Et leur réponse a été cinglante : Draghi a été lâché en rase campagne. « Le centre droit (nom donné en Italie à l’alliance entre Forza Italia et la Ligue, NDLR) restera dans l’Histoire comme celui qui s’est débarrassé de Mario Draghi », a analysé pour l’AFP Francesco Galietti, du groupe de réflexion Policy Sonar.

« Au cours de cette folle journée, le Parlement a décidé de se mettre contre l’Italie », a dénoncé le chef du Parti démocrate (PD, gauche) Enrico Letta.

« Les Italiens montreront dans les urnes qu’ils sont plus sages que leurs représentants », a-t-il ajouté, dans une allusion aux élections anticipées que pourrait déclencher la démission de Draghi. Finalement, seuls le centre et la gauche sont restés jusqu’au bout à ses côtés.

Issu lui aussi du PD, le commissaire européen à l’Économie, l’Italien Paolo Gentiloni, a jugé « irresponsables » les partis ayant fait défection. Le ministre des Affaires étrangères Luigi Di Maio, dissident du M5S, a pour sa part déploré « une page noire pour l’Italie ».

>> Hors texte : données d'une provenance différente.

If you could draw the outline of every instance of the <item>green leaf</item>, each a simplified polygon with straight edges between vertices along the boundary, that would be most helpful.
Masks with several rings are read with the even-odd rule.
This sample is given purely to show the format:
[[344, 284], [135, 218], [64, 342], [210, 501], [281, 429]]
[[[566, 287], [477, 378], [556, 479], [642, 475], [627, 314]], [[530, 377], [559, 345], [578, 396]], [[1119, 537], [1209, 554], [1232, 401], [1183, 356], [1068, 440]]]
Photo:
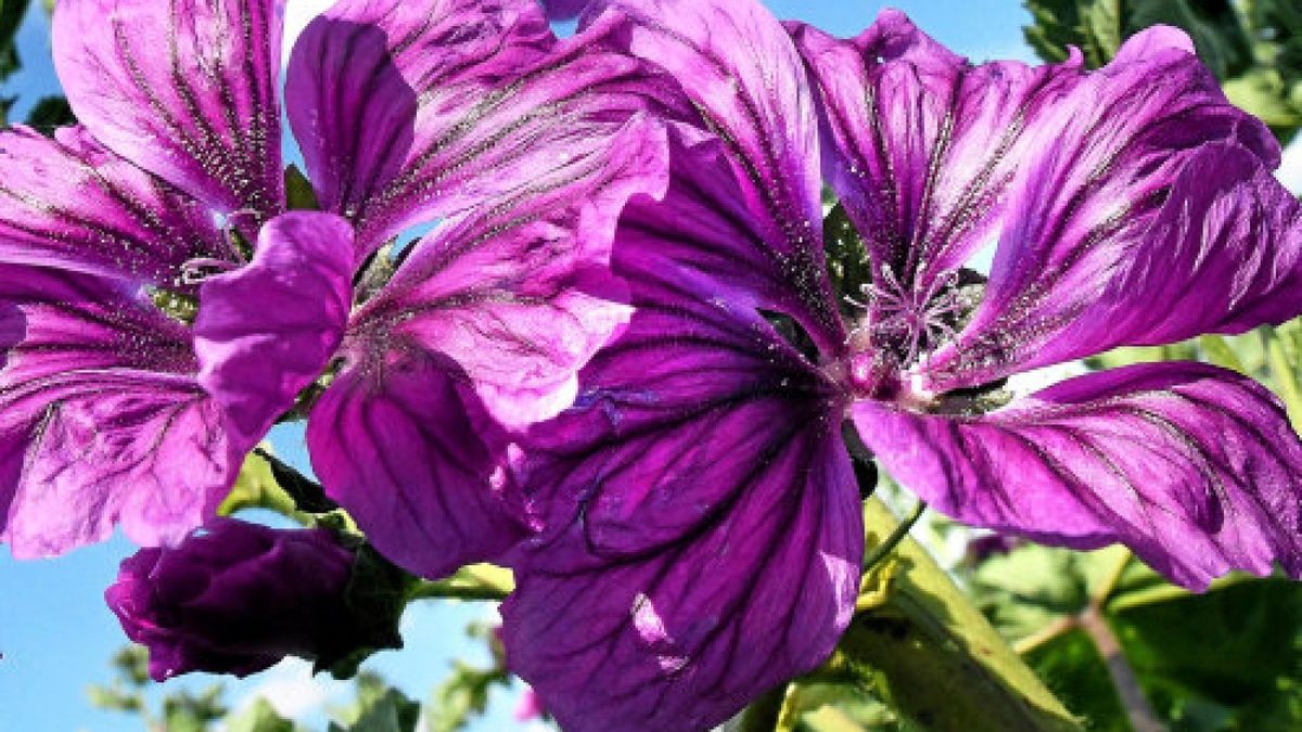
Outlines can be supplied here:
[[421, 705], [397, 689], [388, 689], [372, 702], [349, 732], [411, 732], [421, 718]]
[[1085, 632], [1064, 633], [1027, 654], [1026, 662], [1068, 709], [1087, 720], [1091, 732], [1130, 732], [1108, 668]]
[[234, 486], [217, 507], [217, 514], [232, 516], [245, 508], [267, 508], [284, 516], [296, 513], [294, 499], [276, 481], [268, 455], [254, 452], [245, 457]]
[[27, 5], [29, 0], [0, 1], [0, 81], [22, 68], [18, 51], [14, 48], [14, 36], [18, 35], [22, 18], [27, 14]]
[[329, 671], [335, 679], [352, 679], [361, 663], [376, 651], [401, 649], [398, 623], [418, 581], [370, 544], [358, 546], [345, 590], [345, 602], [357, 626], [357, 645], [337, 656], [322, 655], [315, 671]]
[[[1118, 556], [1125, 551], [1116, 547], [1072, 552], [1023, 546], [973, 570], [970, 586], [1091, 729], [1128, 728], [1107, 667], [1072, 623], [1101, 593], [1104, 616], [1165, 723], [1208, 732], [1302, 728], [1302, 705], [1289, 698], [1302, 679], [1302, 585], [1230, 574], [1199, 595], [1139, 561], [1109, 570]], [[1273, 727], [1262, 725], [1263, 707], [1282, 715]]]
[[298, 165], [285, 168], [285, 207], [290, 211], [320, 211], [312, 181], [298, 169]]
[[426, 705], [428, 732], [456, 732], [488, 709], [488, 692], [505, 685], [509, 676], [501, 668], [475, 668], [457, 662], [452, 677], [444, 681]]
[[[1302, 585], [1241, 580], [1207, 594], [1131, 606], [1112, 616], [1126, 658], [1159, 711], [1224, 707], [1230, 719], [1277, 702], [1302, 679]], [[1302, 716], [1292, 729], [1302, 728]]]
[[[867, 546], [898, 521], [865, 503]], [[1081, 729], [990, 621], [913, 539], [865, 578], [859, 610], [828, 664], [931, 731]]]
[[249, 709], [225, 720], [227, 732], [294, 732], [294, 723], [259, 698]]
[[1026, 0], [1034, 22], [1022, 33], [1046, 61], [1065, 61], [1075, 46], [1090, 68], [1101, 66], [1121, 47], [1120, 0]]
[[1077, 46], [1086, 64], [1108, 63], [1141, 30], [1173, 25], [1229, 99], [1269, 125], [1281, 142], [1302, 128], [1302, 4], [1297, 0], [1026, 0], [1027, 43], [1047, 61]]
[[289, 494], [299, 511], [307, 513], [329, 513], [339, 508], [339, 504], [326, 495], [326, 488], [316, 481], [309, 479], [288, 462], [266, 449], [259, 449], [258, 455], [267, 462], [267, 468], [271, 469], [276, 485]]
[[27, 112], [27, 124], [46, 134], [76, 122], [73, 108], [68, 106], [68, 99], [64, 96], [46, 96], [36, 102], [31, 112]]
[[872, 281], [868, 254], [858, 229], [850, 223], [845, 207], [837, 203], [823, 219], [823, 242], [827, 250], [827, 270], [836, 292], [858, 294]]

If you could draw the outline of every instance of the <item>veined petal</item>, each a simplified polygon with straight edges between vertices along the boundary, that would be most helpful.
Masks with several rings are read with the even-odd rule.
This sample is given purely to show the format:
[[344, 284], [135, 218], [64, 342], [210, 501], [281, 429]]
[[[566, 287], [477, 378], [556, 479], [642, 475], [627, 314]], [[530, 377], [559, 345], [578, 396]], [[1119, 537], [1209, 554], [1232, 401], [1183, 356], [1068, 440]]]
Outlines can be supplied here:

Quel que soit le résultat de ce feuilleton politique à l’italienne, l’agence de notation Fitch estime qu’il « est le symptôme d’une plus grande incertitude politique même si des élections anticipées sont évitées », rendant les réformes structurelles et fiscales encore plus difficiles alors que Bruxelles et ses partenaires européens ont fait pression pour que M. Draghi, gage de stabilité, reste à son poste.

Les marchés scrutent avec attention la situation. Le coût de la dette de l’Italie est reparti à la hausse et la Bourse de Milan était en berne mercredi, signe de la nervosité des marchés face à l’incertitude régnant dans la troisième économie de la zone euro.

L’indice FTSE MIB perdait 1,60 % à 21 348,42 points à la clôture, et le spread, l’écart, très surveillé, entre les taux d’intérêt allemand et italien à dix ans, a clôturé à 215 points, en hausse de 3,02 %, après être monté jusqu’à 220 points en séance.